Une exception, heureusement, lorsque Wotan vient réveiller Erda. On dirait que, dans son sommeil, ses cheveux sont devenus assortis aux broderies qui rehaussent sa longue et sombre robe à traîne – assortis aussi à la poussière qui règne dans les lieux. Les dieux sont en effet des érudits qui consultent d'épais ouvrages sans jamais en tourner les pages, plongeant dans le sommeil plutôt que dans leur lecture. L'immense miroir incliné au-dessus d'eux (qui me fait songer à Gringotts en reflétant les petites lampes vertes qui ne diffusent plus beaucoup de lumières mais sont très bien alignées) les écrasera bientôt, renfermant sur lui-même, comme un livre, le savoir qui ne veut rien savoir que de lui-même, ces dieux omniscients ne pouvant plus rien pour les hommes. Face à ce miroir de leur futur déclin, l'épieu de Wotan fait figure de cure-dent entre les mâchoires d'un crocodile ; Erda s'y retient vainement alors qu'elle s'affaisse, glissant dans l'oubli comme moi, bientôt, dans le sommeil.
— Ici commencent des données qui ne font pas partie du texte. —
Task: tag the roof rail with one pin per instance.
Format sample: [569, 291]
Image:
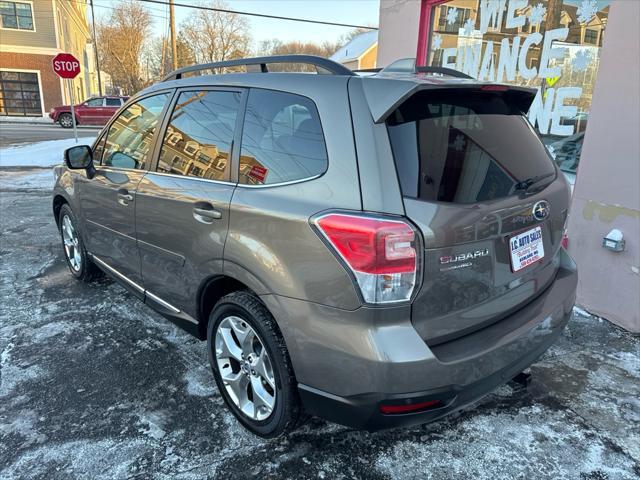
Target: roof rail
[408, 65]
[323, 63]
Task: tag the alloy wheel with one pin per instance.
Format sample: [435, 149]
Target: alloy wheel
[71, 243]
[245, 367]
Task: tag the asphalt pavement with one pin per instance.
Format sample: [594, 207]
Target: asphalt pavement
[94, 384]
[20, 133]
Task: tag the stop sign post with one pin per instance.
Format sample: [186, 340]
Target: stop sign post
[67, 66]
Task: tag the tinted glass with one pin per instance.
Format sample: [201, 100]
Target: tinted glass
[198, 139]
[94, 102]
[130, 136]
[464, 148]
[282, 139]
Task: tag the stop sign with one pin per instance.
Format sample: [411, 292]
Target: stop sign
[66, 65]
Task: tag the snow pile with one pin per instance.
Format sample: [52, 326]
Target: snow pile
[39, 154]
[40, 179]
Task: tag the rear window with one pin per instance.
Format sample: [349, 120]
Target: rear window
[464, 147]
[282, 139]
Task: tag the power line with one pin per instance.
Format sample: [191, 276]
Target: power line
[262, 15]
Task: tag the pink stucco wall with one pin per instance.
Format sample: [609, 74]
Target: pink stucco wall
[398, 36]
[607, 191]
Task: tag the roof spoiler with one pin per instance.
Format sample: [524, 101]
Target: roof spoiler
[384, 95]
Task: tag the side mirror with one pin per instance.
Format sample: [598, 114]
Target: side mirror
[78, 157]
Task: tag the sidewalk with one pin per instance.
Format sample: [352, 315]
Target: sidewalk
[28, 120]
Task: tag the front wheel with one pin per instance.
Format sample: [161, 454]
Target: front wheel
[65, 120]
[75, 254]
[251, 365]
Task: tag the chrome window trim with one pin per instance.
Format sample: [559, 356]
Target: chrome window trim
[197, 179]
[280, 184]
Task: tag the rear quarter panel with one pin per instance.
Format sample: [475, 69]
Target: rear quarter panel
[270, 243]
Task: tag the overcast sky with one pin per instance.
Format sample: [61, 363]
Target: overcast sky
[360, 12]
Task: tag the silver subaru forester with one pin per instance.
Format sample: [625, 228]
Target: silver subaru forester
[376, 249]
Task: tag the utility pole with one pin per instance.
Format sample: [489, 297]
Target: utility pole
[95, 48]
[174, 50]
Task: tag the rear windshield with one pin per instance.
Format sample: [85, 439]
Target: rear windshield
[464, 147]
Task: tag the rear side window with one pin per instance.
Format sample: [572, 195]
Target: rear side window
[464, 147]
[282, 139]
[198, 139]
[131, 134]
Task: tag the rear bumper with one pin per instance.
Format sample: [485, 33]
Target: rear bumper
[363, 411]
[348, 363]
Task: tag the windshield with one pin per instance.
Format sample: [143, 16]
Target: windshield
[464, 147]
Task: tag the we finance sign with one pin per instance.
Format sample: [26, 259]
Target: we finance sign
[512, 54]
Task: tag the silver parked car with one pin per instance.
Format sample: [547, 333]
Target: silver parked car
[378, 251]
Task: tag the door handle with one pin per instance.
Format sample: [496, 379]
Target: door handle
[205, 213]
[124, 197]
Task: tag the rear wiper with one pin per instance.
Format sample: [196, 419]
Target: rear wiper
[529, 182]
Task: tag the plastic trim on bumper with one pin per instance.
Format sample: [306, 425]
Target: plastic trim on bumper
[363, 411]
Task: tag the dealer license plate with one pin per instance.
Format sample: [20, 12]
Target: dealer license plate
[526, 248]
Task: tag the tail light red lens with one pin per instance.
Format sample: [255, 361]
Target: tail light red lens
[381, 254]
[409, 408]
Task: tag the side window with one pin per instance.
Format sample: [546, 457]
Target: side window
[129, 138]
[198, 139]
[282, 139]
[94, 102]
[98, 150]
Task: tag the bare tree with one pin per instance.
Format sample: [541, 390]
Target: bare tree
[157, 56]
[277, 47]
[215, 36]
[121, 38]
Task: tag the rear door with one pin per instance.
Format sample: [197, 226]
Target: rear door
[108, 199]
[89, 112]
[111, 106]
[464, 161]
[182, 212]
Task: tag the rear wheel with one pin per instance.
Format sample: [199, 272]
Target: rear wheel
[65, 120]
[75, 254]
[251, 365]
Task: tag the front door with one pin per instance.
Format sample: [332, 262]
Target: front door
[108, 199]
[182, 214]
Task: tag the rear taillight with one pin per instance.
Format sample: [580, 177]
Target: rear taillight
[382, 254]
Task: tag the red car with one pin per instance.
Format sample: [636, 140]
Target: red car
[95, 111]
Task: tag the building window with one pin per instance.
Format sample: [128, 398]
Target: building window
[591, 36]
[16, 15]
[461, 16]
[20, 94]
[206, 120]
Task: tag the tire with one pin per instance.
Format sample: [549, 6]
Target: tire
[75, 254]
[66, 120]
[249, 311]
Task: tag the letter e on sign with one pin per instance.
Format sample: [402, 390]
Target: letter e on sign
[66, 65]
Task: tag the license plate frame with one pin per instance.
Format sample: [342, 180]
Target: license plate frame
[526, 248]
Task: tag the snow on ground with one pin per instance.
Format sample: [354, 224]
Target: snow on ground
[39, 154]
[32, 179]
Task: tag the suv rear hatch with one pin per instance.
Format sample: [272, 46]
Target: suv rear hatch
[488, 199]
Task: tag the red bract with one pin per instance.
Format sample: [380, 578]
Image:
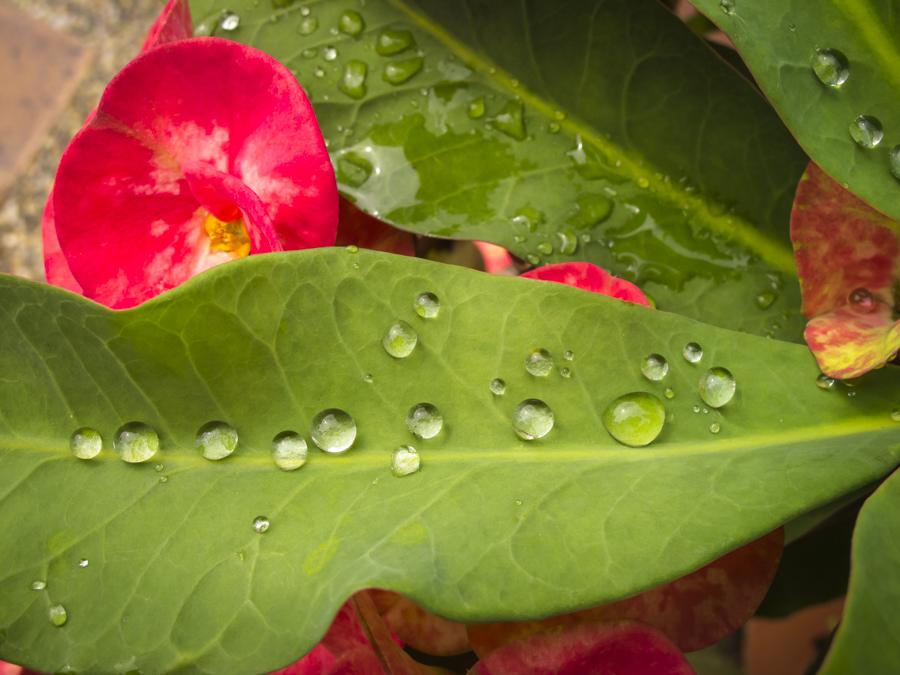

Au troisième acte de mon baptême wagnérien, j'ai dû recevoir un peu d'eau bénite dans les yeux : mes yeux se fermaient tout seuls. C'est donc de manière stroboscopique que j'ai vu et entendu Brünnhilde se réjouir d'être délivrée du sommeil puis, se rappelant qu'elle n'est pas la belle au bois dormant, rechigner à rendre les armes et à se livrer à un homme qui en est à peine un, quand bien même elle lui a appris la peur (enfin quelqu'un que Siegfried n'a pas à tuer et qu'il peut perdre). On ne peut pas en vouloir à Brünnhilde de jouer les vierges (ce qu'elle est) effarouchées (ce qu'elle n'est pas) : vu la tronche du héros, à sa place, j'aurais pris le joker mouche tsé-tsé. Toujours est-il qu'il est assez galant – ou hébété – pour lui laisser le temps de se convaincre qu'elle le désire (désirer se rendre à défaut de désirer Siegfried). À 11h passées, je leur suis reconnaissante à tous deux d'en rester là. La suite (et le début) une prochaine fois.

En attendant, je reste persuadée que la meilleure mise en scène possible de Wagner, c'est un dessin animé – effets spéciaux illimités.